You might notice that I don't complain about Nikon's cameras with such vehemence. True, I'll point out a shortcoming when I see it. But, in general, Nikon's engineering is excellent (hardware, not software). If the management of Nikon made as good a decision as does, say, the designers who worked on the D3 generation of cameras, Nikon would be another Apple: a brand that users would rally behind and defend against all comers.
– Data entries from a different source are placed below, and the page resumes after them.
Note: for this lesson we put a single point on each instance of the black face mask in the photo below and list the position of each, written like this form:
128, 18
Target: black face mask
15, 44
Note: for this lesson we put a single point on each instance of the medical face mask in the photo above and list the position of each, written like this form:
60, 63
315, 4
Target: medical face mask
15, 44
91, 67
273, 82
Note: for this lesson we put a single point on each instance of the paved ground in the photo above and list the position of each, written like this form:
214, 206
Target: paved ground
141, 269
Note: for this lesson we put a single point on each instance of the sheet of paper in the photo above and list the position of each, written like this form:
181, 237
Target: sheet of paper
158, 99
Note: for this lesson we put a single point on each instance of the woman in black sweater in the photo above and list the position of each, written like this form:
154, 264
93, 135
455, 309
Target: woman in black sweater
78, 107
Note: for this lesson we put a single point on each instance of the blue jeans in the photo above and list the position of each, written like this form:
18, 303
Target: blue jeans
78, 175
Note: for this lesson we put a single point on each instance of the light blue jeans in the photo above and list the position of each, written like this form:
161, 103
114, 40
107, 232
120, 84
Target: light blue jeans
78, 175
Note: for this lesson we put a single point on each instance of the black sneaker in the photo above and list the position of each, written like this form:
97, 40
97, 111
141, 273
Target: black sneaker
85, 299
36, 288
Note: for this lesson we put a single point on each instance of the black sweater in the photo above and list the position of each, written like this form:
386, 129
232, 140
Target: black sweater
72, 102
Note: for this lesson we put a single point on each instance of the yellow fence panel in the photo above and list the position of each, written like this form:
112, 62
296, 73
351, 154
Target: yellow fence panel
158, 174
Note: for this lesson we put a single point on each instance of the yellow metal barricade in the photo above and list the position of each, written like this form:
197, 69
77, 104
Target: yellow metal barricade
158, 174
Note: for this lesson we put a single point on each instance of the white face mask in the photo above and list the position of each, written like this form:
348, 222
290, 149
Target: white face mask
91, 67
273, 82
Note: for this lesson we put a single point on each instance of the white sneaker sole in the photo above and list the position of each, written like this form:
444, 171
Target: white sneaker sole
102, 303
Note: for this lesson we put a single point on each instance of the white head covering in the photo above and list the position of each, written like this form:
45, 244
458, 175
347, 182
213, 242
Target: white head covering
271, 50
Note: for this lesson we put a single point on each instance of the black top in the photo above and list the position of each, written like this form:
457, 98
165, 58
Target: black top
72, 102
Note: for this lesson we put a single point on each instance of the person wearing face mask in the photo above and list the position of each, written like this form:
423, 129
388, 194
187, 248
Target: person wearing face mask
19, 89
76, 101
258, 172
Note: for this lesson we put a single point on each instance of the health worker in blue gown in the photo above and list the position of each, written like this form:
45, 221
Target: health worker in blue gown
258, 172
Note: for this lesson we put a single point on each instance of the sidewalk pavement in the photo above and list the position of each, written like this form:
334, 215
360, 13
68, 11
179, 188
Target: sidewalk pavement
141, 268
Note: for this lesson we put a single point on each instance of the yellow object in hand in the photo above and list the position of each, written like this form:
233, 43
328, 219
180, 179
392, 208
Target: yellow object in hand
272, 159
But you might have noticed a theme in my complaints: users get short shrift in Nikon's world. It's as if Nikon says "here, take this wonderful new camera and go away." How such a culture got started, let alone promulagated, I don't know. I only wish that Nikon would wake up and start treating their customers like something of value. Since I seem to be in a fable mood this week, let me end with another paraphrased fable:

A Nikon user and a Nikon executive met at the side of a river that had a bridge only wide enough for one to cross at a time, and which had a gap at its start. The user asked to go over the bridge first with the executive helping him across the gap, but the executive was silent and said nothing in response. "Ah, I understand you think that's not fair, so let's draw straws to see who goes first" said the user. The executive kept silent and just stared at the user. "Okay," continued the user, "I'll just lie down and let you walk over me to cross the bridge." Finally, the executive found his voice: "I'm a little particular about what I walk on. Why don't you just get out of the way and I'll jump over the gap and be on my way." And that, dear reader, is how it happened that the executive got to the other side and the user was left behind.